Feb. 16, 1910 · Illinois Supreme Court
244 Ill. 354

The Alpena Portland Cement Company, Appellee, vs. The Jenkins & Reynolds Company, Appellant.

Opinion filed February 16, 1910

Rehearing denied April 7, 1910.

1. Corporations—in absence of statutory regulation, corporation may do business in States other than its home State. By the comity which exists between States, and in the absence of any express law to the contrary, there .is an implied permission for a corporation to exercise its corporate powers in a State other than that of its domicile, provided the exercise of such powers is not repugnant to the policy of the State or prejudicial to its interests.

2. Same—State has power to regulate or exclude foreign corporations.
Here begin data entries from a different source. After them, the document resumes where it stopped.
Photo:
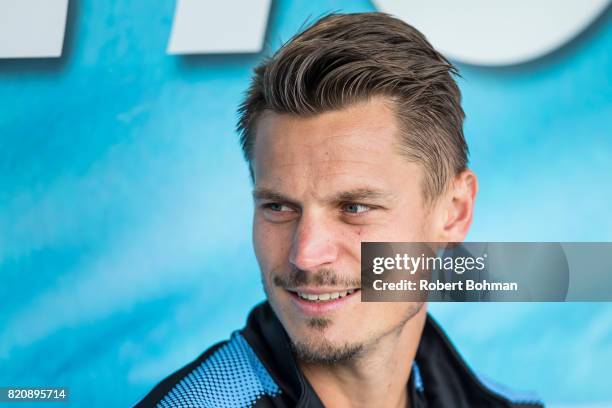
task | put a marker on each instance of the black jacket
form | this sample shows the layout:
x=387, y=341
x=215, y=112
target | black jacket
x=256, y=368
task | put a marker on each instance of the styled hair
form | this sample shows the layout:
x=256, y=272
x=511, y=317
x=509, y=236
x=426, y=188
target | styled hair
x=347, y=58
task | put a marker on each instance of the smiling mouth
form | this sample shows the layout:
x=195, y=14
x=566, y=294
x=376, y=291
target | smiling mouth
x=322, y=297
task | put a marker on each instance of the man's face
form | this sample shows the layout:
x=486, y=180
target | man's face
x=324, y=184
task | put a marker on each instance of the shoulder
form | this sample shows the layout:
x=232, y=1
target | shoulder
x=227, y=374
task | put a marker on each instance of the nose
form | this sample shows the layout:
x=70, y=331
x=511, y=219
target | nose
x=314, y=243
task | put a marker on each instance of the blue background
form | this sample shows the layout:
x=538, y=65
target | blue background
x=125, y=212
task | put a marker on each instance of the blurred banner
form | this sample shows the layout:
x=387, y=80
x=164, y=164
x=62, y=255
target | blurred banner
x=486, y=272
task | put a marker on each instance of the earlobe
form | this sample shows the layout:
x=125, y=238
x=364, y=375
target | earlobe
x=460, y=206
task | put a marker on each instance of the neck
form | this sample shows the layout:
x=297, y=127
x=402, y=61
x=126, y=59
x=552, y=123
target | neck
x=377, y=378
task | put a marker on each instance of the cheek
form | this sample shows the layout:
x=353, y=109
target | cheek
x=271, y=244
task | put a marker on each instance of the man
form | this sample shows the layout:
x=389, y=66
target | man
x=353, y=132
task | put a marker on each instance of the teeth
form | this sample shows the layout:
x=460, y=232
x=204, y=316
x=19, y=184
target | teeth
x=323, y=297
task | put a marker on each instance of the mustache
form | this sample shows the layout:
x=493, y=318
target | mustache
x=321, y=277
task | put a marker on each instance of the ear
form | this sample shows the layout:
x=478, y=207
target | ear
x=458, y=207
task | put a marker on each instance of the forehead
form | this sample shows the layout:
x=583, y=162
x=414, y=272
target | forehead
x=350, y=148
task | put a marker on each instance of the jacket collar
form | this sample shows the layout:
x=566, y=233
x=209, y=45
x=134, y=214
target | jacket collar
x=439, y=376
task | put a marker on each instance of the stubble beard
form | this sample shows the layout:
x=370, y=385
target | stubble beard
x=323, y=352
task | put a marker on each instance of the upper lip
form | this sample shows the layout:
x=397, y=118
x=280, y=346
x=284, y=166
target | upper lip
x=319, y=290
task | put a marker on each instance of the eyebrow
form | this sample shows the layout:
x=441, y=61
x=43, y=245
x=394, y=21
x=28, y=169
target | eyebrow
x=353, y=195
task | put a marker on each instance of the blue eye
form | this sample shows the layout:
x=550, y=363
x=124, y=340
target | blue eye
x=356, y=208
x=277, y=207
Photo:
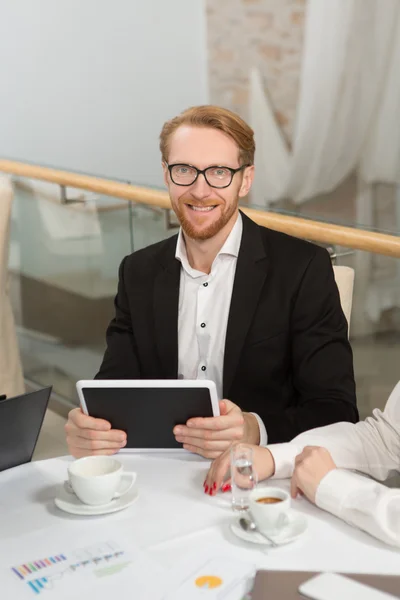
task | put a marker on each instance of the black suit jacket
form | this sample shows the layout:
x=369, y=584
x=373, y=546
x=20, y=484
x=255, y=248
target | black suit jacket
x=287, y=356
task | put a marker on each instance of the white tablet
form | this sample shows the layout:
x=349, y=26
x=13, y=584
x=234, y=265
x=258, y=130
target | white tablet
x=148, y=409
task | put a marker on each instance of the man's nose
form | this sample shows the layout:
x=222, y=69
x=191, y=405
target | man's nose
x=200, y=188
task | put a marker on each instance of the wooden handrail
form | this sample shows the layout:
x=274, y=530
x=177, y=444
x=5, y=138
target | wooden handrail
x=327, y=233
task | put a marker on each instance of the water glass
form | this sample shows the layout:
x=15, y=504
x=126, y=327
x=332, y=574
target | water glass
x=243, y=476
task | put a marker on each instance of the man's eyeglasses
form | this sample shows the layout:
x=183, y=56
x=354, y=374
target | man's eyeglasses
x=215, y=176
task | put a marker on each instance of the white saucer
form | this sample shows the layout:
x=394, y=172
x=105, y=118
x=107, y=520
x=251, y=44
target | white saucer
x=70, y=503
x=292, y=531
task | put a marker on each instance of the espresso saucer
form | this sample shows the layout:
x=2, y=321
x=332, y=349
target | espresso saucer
x=296, y=526
x=71, y=504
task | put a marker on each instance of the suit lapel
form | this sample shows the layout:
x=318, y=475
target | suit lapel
x=251, y=272
x=165, y=303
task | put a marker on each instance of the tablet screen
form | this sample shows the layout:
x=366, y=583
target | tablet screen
x=148, y=415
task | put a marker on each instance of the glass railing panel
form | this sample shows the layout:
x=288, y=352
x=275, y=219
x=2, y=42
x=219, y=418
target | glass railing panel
x=63, y=266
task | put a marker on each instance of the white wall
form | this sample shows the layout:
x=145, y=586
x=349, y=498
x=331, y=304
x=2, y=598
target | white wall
x=87, y=84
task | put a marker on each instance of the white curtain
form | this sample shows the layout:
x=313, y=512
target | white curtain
x=349, y=107
x=348, y=118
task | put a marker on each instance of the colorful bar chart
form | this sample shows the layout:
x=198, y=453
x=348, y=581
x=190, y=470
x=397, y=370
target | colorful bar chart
x=31, y=568
x=38, y=585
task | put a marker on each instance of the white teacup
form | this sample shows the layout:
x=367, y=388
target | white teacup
x=273, y=516
x=99, y=479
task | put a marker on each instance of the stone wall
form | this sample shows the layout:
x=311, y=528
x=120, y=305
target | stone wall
x=267, y=34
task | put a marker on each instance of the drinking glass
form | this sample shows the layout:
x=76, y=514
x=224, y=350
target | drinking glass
x=243, y=476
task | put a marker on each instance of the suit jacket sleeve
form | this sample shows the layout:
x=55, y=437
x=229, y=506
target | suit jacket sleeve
x=120, y=359
x=322, y=360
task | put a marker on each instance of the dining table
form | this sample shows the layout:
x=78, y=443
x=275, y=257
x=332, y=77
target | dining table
x=173, y=519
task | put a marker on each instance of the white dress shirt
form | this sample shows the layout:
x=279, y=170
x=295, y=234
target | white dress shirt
x=371, y=447
x=204, y=302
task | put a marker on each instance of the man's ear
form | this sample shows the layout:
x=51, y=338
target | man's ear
x=247, y=181
x=165, y=172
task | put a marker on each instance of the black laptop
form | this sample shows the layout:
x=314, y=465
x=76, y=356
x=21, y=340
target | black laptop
x=21, y=420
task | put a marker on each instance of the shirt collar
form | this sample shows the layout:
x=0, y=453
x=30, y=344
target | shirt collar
x=231, y=246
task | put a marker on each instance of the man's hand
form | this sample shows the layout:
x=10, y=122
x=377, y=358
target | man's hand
x=311, y=466
x=218, y=474
x=87, y=436
x=210, y=436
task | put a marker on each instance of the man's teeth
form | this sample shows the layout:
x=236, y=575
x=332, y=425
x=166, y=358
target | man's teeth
x=202, y=208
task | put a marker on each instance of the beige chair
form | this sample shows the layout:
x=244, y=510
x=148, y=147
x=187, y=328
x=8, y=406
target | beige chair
x=344, y=277
x=11, y=378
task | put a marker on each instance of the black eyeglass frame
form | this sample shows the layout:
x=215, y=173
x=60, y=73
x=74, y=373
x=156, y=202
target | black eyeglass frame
x=203, y=172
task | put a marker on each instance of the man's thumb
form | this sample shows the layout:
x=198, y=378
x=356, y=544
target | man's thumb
x=225, y=406
x=223, y=409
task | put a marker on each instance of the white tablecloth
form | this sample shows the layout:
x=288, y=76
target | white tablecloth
x=173, y=515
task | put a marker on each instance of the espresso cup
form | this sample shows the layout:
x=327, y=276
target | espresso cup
x=97, y=480
x=270, y=516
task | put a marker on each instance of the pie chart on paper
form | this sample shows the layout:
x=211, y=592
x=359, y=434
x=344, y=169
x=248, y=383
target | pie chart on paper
x=208, y=582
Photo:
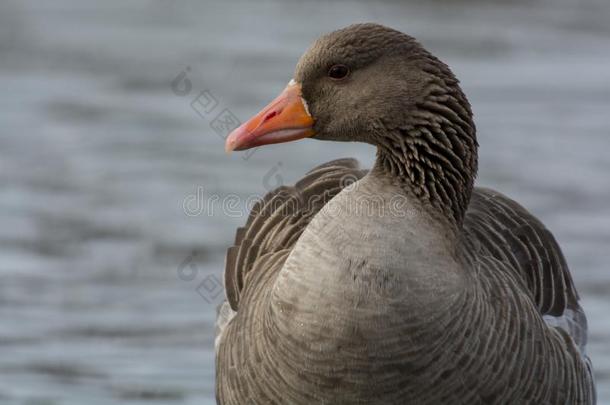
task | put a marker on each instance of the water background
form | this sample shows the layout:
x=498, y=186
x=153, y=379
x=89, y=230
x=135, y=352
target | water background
x=112, y=186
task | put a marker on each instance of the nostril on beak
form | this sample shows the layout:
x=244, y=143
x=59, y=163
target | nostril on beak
x=271, y=115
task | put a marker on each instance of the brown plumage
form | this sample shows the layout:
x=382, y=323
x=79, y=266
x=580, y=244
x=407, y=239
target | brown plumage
x=409, y=286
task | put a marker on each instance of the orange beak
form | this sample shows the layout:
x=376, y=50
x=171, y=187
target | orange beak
x=285, y=119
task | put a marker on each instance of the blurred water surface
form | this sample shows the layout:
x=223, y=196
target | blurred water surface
x=109, y=262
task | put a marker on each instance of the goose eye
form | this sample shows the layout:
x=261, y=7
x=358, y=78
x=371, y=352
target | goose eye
x=338, y=72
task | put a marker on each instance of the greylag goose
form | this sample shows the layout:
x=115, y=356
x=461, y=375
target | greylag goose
x=403, y=284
A State has the right to prohibit a foreign corporation from exercising all or any part of its charter powers within its borders, to prescribe such terms and conditions as it sees fit upon the right of the corporation to do business in the State or to entirely exclude it from the State.

3. Same—general meaning of the words “doing business” or “transacting business.” The words “doing business” or “transacting business,” used in statutes regulating foreign corporations, have been given a well settled meaning and refer only to the transaction of the ordinary business in which the corporation is engaged, and do not include acts not a part of its ordinary business, such as instituting and prosecuting actions in'courts.

4. Same—section 1 of act of 1903, concerning foreign corporations, construed. The words “corporate powers,” used in section 1 of the act of 1905, requiring certain conditions to be complied with before any foreign corporation shall be permitted “to transact any business or exercise any of its corporate powers in the State of Illinois,” refer to the express and implied powers necessary to enable the corporation to carry on the business for which it was organized, and do not refer to those powers, such as the right to sue, which are incident to every corporation and arise from the mere act of incorporation, without regard to the power to engage in any particular business.

5. Same—right of foreign corporation to sue in Illinois though it has not complied with regulatory law. A foreign corporation which has transacted business in Illinois without complying with the act of 1905, concerning foreign corporations, is by the terms of the act precluded from suing in the courts of Illinois; but a foreign corporation which has not been transacting business in Illinois, in violation of such act is not required to comply with the provisions of the act before it can sue in our courts. (United *355 Lead Co. v. Reedy Elevator Manf. Co. 222 Ill. 199, and Illinois Trust Co. v. St. L., I. M. & S. Ry. Co. 208 id. 419, distinguished.)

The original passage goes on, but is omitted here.